Abramson acknowledges that it won’t be easy to reign in the “largely unbridled power” of drug companies, backed by legions of lobbyists in Washington DC and substantial campaign contributions to politicians. That said, his recommendations should hold the attention of every American:
Require that all authors, peer reviewers and editors of medical journals have access to underlying clinical trial data before deciding whether or not to publish articles. And include reviewers trained in statistical methods in the verification process.
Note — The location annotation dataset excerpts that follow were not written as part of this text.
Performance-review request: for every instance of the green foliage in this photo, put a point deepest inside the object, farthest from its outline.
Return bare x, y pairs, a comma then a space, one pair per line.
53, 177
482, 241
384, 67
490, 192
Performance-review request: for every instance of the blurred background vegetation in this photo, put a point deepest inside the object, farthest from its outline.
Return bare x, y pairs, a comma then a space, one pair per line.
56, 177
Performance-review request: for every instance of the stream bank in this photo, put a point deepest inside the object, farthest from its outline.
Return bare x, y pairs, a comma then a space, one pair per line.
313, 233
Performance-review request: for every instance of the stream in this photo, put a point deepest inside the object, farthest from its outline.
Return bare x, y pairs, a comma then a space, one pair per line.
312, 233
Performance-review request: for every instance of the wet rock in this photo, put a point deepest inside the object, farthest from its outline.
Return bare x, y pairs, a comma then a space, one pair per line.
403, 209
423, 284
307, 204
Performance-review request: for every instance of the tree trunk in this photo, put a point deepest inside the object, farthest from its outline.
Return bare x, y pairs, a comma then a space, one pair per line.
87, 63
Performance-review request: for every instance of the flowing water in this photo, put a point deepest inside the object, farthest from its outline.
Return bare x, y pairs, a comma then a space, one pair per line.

Allow the FDA to not only ensure that claims in direct-to-consumer advertisements are consistent with information on agency-approved product labels, but that they contain accurate and relevant summaries of benefits, risks and costs (not just co-payment) compared to other drugs or non-drug therapies. Create a formal Health Technology Assessment (HTA) mechanism within the FDA, similar to the UK government-funded National Institute for Health and Care Excellence (NICE), with full access to trial data clinics, to formulate guidelines for benefits and costs .
Congress should allow Medicare and Medicaid to negotiate prices with companies and establish “a public option” for health insurance buyers.
Most fundamental, according to Abramson, is the urgent need for cultural change in the United States, from addiction to new drugs and deviances to promote and preserve health, driven by profit maximization, to lifestyle changes in diet, exercise and stress reduction. (addressed in only 4% of medical research). Affected, of course, by socioeconomic disparities, more than 80% of heart disease and diabetes, Abramson points out, can be prevented by adopting healthier habits.
In many ways, Dr. Abramson concludes, health care “has become another test of our democracy.” Recognizing that success “is by no means predetermined,” he chooses to believe that American citizens can rise to the challenge.